Secretário-geral participou na Cimeira União Africana-União Europeia que destacou o papel de jovens para promover avanços; chefe da ONU quer maior reconhecimento do potencial do continente.

Eleutério Guevane, da ONU News em Nova Iorque.

O secretário-geral das Nações Unidas disse esta quarta-feira que os jovens são a força motriz das sociedades e “precisam ser mais ouvidos e colocados no centro dos planos de desenvolvimento”.

António Guterres discursou na abertura da 5ª Cimeira União Africana-União Europeia, em Abidjan, na Cote d’Ivoire, onde frisou que é essencial responder às aspirações do grupo em prol do progresso e preservar a paz e a segurança.

Reforçar laços

O evento realizado no país também conhecido como Costa do Marfim, coincide este ano com o 10º aniversário da Estratégia África-UE. O secretário-geral destacou que “é hora de fortalecer os laços” entre os dois continentes.

Para Guterres, as “recentes imagens atrozes dos migrantes vendidos na Líbia são um lembrete da urgência de se agir”.

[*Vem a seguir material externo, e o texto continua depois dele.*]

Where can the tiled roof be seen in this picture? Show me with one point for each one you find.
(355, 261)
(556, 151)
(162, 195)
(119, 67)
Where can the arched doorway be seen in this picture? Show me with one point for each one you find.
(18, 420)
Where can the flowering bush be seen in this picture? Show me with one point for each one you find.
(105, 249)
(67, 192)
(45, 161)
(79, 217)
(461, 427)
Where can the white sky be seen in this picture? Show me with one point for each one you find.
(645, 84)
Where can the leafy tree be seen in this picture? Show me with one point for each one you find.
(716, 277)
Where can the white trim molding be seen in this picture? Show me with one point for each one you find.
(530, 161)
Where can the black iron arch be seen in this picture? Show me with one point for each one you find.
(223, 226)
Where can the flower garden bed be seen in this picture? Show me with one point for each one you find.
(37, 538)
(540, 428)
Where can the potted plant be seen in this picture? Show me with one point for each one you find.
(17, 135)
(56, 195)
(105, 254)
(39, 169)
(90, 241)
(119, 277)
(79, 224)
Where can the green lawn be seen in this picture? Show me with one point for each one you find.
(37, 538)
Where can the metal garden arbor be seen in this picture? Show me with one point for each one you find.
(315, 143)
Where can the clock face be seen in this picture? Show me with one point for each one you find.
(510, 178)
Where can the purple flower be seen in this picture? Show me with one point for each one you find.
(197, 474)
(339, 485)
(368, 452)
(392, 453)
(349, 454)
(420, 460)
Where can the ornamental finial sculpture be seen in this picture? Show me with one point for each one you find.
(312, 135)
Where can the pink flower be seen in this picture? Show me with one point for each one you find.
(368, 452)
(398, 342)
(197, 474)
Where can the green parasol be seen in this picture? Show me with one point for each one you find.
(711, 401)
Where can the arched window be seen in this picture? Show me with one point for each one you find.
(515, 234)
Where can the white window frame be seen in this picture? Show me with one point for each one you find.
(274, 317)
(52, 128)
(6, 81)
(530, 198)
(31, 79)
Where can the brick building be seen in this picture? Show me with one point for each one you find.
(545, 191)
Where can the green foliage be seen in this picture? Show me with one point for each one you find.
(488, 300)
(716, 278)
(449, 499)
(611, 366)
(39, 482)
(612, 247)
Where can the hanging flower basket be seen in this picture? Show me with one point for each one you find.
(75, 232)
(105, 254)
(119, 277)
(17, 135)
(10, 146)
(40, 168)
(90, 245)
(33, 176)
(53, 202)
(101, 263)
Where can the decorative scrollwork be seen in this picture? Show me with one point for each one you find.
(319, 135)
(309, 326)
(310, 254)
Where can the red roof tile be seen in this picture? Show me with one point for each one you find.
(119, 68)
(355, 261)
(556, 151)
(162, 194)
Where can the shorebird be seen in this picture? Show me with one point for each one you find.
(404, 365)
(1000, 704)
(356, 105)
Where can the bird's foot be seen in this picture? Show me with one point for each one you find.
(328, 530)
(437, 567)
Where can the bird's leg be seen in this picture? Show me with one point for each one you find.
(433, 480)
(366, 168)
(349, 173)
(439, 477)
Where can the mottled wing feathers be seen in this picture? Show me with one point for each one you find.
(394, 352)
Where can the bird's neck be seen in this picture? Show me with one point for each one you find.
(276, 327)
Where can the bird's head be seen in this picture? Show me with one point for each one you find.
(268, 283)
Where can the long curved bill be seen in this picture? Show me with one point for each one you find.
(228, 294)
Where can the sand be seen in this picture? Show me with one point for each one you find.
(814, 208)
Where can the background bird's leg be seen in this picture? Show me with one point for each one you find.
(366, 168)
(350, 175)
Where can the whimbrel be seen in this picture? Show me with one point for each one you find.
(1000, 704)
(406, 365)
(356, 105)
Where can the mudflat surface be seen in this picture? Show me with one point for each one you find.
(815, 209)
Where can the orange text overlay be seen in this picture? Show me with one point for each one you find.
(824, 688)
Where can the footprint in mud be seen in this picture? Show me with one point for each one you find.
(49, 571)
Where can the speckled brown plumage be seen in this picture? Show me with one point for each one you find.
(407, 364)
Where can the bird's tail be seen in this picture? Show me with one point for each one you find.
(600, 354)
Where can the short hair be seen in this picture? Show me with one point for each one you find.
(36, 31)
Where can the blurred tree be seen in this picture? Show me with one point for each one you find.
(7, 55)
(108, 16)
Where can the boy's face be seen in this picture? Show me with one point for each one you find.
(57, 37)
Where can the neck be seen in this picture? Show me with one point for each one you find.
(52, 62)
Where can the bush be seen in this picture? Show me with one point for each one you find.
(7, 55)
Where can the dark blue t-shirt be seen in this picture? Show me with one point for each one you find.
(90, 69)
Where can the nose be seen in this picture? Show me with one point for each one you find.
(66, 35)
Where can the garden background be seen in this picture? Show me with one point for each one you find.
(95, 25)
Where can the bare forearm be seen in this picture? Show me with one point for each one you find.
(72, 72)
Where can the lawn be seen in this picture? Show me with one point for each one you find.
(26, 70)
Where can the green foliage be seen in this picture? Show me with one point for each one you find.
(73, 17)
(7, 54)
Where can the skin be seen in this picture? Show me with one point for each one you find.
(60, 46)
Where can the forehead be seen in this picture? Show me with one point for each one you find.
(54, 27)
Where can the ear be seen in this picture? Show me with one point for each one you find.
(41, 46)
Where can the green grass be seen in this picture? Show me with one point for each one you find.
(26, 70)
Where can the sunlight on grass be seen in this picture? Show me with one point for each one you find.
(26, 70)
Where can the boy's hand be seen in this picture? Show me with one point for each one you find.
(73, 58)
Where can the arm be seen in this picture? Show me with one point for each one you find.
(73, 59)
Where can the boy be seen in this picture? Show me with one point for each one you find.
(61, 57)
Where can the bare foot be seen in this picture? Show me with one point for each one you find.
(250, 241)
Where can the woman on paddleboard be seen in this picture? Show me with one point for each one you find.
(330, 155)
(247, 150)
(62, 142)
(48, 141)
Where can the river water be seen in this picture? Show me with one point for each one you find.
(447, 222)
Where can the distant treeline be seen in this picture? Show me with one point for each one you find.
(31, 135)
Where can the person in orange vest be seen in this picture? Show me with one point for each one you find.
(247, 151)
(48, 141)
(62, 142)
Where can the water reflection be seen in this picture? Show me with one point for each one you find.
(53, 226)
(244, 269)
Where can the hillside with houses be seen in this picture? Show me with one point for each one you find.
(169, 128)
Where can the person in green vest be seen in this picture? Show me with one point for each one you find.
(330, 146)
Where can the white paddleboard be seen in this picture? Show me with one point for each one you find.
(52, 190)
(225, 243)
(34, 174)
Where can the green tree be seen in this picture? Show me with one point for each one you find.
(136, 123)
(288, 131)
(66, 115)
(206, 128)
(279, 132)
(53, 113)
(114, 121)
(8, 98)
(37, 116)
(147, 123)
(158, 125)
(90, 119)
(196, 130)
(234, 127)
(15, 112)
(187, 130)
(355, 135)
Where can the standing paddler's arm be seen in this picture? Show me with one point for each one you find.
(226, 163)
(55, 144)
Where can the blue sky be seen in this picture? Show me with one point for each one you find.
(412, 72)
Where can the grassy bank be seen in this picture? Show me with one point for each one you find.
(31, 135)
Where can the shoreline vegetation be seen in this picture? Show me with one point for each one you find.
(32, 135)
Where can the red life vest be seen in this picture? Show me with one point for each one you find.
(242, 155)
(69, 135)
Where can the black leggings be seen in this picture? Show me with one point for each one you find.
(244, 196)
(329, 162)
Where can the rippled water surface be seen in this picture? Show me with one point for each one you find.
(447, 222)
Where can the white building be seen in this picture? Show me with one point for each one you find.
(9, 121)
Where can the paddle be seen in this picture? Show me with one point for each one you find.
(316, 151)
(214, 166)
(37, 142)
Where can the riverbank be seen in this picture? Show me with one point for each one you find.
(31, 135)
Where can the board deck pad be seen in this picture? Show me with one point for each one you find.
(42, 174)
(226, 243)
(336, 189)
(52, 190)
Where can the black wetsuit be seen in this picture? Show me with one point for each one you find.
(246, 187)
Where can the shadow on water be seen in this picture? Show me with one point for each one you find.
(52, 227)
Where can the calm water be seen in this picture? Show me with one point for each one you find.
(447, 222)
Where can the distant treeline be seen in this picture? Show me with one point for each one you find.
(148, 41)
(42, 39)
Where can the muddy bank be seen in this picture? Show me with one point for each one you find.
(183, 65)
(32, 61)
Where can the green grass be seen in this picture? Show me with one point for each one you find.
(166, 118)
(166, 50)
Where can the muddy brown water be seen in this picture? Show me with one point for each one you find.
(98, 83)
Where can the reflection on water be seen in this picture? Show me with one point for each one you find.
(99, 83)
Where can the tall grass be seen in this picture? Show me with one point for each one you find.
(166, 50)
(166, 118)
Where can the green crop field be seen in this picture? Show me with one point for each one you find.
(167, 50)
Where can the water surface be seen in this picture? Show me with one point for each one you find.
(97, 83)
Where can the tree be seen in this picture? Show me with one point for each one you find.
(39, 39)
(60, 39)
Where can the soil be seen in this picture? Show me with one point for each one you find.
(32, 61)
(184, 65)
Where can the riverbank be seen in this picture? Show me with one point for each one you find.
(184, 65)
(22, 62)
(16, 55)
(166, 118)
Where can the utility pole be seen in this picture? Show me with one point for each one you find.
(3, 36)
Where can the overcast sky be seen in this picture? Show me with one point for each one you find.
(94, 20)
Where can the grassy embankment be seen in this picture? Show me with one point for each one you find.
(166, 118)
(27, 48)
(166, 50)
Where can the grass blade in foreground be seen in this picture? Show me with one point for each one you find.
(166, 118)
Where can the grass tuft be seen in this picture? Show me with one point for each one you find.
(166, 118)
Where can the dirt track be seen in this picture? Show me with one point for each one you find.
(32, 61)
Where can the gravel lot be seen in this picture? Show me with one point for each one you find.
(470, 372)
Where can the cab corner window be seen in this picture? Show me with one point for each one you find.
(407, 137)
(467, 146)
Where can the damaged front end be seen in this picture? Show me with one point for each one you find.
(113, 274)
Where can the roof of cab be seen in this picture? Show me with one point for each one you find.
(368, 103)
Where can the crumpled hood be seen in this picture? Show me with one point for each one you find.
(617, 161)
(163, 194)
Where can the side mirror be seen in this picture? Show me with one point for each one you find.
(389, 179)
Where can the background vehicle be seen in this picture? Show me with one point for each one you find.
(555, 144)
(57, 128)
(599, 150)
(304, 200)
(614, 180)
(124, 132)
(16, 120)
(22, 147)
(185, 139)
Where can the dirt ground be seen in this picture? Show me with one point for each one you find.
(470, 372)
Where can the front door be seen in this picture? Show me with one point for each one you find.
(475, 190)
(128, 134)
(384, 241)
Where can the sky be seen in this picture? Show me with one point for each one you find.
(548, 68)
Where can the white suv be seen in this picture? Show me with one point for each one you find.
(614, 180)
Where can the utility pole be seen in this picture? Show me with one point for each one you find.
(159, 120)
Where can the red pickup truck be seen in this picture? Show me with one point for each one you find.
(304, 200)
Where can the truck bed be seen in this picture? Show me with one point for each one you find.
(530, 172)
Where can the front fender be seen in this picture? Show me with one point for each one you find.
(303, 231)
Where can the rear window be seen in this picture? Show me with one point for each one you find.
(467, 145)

O chefe da ONU disse ainda que é preciso “mudar o relacionamento com a África e criar uma nova plataforma de cooperação”. Essa nova fase da parceria deve reconhecer o que chamou de “enorme potencial” do continente.

Força-tarefa

Guterres participou ainda no encontro com os presidentes da Comissão da União Africana Moussa Faki Mahamat, da Comissão Europeia Jean-Claude Juncker, e com a alta representante da UE Federica Mogherini.

A UE, a UA e a ONU concordaram em criar uma força-tarefa para salvar e proteger migrantes e refugiados ao longo de rotas que estes usam “em particular dentro da Líbia”.

A ideia é acelerar os retornos voluntários assistidos aos países de origem e o reassentamento dos necessitados de proteção internacional.

A capital marfinense marcou ainda o primeiro encontro entre Guterres e o chefe de Estado de Angola, João Lourenço, que assumiu o cargo em setembro.

Na reunião foi abordada a questão da transição política no Zimbábue após a renuncia do presidente Robert Mugabe. Angola preside o Órgão sobre Política, Defesa e Segurança da Comunidade dos Países da África Austral, Sadc.